A 28-year-old parturient was diagnosed as chronic HB (CHB) at 21 weeks gestation. Liver and kidney dysfunction appeared rapidly at 34 weeks gestation, suspected as acute exacerbation of either CHB or AFLP. Emergency cesarean section was carried out, after which maternal disseminated intravascular coagulation and hypothermia persisted. With multidisciplinary management, the patient and infant were discharged on postpartum days 64 and 12, respectively.

Conclusions

Active CHB develops into AFLP. Antiviral therapy should be considered for parturient patients with CHB, particularly for those with high viral load. The most favorable outcome is prompt and accurate diagnosis to establish suitable termination method.
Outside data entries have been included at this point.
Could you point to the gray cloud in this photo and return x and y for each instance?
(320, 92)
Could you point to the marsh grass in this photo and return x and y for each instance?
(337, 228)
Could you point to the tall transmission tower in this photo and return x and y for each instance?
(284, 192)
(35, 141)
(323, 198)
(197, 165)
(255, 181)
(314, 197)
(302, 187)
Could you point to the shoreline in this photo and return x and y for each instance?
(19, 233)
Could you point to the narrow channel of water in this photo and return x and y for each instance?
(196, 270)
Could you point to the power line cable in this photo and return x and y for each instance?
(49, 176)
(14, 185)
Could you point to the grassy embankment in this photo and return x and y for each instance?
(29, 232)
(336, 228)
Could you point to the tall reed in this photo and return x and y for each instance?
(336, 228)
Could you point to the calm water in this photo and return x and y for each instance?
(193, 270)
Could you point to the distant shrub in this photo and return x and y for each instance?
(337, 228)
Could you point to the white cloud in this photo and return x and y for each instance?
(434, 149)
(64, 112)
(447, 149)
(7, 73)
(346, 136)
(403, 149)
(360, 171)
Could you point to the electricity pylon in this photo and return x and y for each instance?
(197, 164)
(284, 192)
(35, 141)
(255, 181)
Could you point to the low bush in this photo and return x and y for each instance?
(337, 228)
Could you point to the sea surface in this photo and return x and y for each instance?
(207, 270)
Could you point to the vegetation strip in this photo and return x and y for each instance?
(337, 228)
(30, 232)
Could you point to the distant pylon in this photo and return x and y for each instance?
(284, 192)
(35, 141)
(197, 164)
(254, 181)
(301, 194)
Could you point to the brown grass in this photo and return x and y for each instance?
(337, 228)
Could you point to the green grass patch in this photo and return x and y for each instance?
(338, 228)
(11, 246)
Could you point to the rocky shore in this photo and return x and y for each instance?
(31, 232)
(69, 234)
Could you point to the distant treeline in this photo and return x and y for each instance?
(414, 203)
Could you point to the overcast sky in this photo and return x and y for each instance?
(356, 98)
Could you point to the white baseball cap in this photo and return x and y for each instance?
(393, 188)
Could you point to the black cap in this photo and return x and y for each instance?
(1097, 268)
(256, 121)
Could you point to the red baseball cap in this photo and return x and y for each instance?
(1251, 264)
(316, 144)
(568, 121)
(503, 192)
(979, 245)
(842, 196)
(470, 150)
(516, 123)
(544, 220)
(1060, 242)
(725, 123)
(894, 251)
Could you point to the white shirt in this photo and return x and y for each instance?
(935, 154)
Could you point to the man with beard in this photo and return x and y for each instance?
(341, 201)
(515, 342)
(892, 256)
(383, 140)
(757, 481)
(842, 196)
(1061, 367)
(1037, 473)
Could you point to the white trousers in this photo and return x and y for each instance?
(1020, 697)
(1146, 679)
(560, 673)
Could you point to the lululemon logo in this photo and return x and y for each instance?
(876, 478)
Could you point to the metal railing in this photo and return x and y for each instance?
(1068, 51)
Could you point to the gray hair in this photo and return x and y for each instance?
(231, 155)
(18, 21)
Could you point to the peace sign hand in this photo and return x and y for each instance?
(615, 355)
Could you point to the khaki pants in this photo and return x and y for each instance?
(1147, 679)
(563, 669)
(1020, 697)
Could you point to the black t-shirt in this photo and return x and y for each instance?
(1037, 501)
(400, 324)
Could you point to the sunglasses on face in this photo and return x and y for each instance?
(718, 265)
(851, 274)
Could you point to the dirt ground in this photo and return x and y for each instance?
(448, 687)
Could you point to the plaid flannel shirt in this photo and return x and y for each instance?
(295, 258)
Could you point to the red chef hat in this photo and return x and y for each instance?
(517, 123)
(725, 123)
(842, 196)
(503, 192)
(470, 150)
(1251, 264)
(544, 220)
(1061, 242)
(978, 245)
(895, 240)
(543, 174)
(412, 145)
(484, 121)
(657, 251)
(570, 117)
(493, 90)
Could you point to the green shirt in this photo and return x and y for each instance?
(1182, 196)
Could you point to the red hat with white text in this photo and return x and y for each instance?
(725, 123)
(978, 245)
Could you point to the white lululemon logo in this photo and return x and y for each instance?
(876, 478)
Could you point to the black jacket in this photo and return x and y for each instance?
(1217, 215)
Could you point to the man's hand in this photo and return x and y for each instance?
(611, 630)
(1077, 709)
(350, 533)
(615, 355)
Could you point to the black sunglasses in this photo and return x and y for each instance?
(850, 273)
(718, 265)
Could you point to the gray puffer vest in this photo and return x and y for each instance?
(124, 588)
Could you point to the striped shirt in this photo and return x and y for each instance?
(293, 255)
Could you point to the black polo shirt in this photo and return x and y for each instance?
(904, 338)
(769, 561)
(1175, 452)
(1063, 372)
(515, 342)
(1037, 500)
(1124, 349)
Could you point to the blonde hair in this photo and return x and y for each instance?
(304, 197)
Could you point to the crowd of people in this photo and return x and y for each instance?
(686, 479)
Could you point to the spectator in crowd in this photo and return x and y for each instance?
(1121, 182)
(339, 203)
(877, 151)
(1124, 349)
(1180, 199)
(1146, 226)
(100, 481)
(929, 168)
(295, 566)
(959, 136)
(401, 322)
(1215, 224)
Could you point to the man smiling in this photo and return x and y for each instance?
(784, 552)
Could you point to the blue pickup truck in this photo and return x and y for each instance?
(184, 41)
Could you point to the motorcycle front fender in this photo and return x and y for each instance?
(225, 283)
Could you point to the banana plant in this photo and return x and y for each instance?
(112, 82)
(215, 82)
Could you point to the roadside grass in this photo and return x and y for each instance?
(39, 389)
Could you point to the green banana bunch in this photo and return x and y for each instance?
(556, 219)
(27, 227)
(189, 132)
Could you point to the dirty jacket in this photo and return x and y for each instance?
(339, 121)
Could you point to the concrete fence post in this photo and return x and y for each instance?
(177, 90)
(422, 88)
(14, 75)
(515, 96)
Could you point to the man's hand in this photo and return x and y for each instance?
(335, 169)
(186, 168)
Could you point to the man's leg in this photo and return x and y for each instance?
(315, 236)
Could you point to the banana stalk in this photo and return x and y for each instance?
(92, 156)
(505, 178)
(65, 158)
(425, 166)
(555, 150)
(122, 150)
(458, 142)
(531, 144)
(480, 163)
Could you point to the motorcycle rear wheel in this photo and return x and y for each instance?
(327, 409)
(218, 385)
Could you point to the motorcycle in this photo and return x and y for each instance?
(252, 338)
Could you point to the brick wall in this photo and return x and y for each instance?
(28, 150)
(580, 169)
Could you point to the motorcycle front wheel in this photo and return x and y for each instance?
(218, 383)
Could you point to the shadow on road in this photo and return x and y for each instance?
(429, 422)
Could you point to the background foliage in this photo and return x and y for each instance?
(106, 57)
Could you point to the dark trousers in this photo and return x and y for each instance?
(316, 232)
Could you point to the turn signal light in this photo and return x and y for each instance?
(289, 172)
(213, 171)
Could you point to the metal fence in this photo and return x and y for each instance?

Acute fatty liver of pregnancy (AFLP) is rare liver disorder that occurs in approximately 5 cases per 100,000 maternities [1]. Since the development of forced delivery techniques and intensive transfusion therapy, maternal mortality rate has dramatically decreased from 75 to 1.8% whereas neonatal mortality remains as high as 104 deaths per 1000 deliveries [1, 2]. Factors frequently reported as being associated with AFLP include elderly primigravida, multiple gestations, preeclampsia, and male fetus [1, 3]. AFLP etiology has been suggested as defective fatty acid oxidation in the fetus, but a method for prevention has not yet been established [3,4,5]. On the other hand, fulminant hepatitis (FH), a type of viral infection, shares a number of similar clinical features. Both diseases occur mainly in late pregnancy and manifest with jaundice, liver dysfunction, and rapidly progressing severe coagulopathy [3, 6]. In this case, chronic hepatitis B (CHB) was merged with AFLP, requiring emergency cesarean section. As there have been no reports examining such cases in term of the attention and preparatory points for anesthesia, our report also considers these aspects.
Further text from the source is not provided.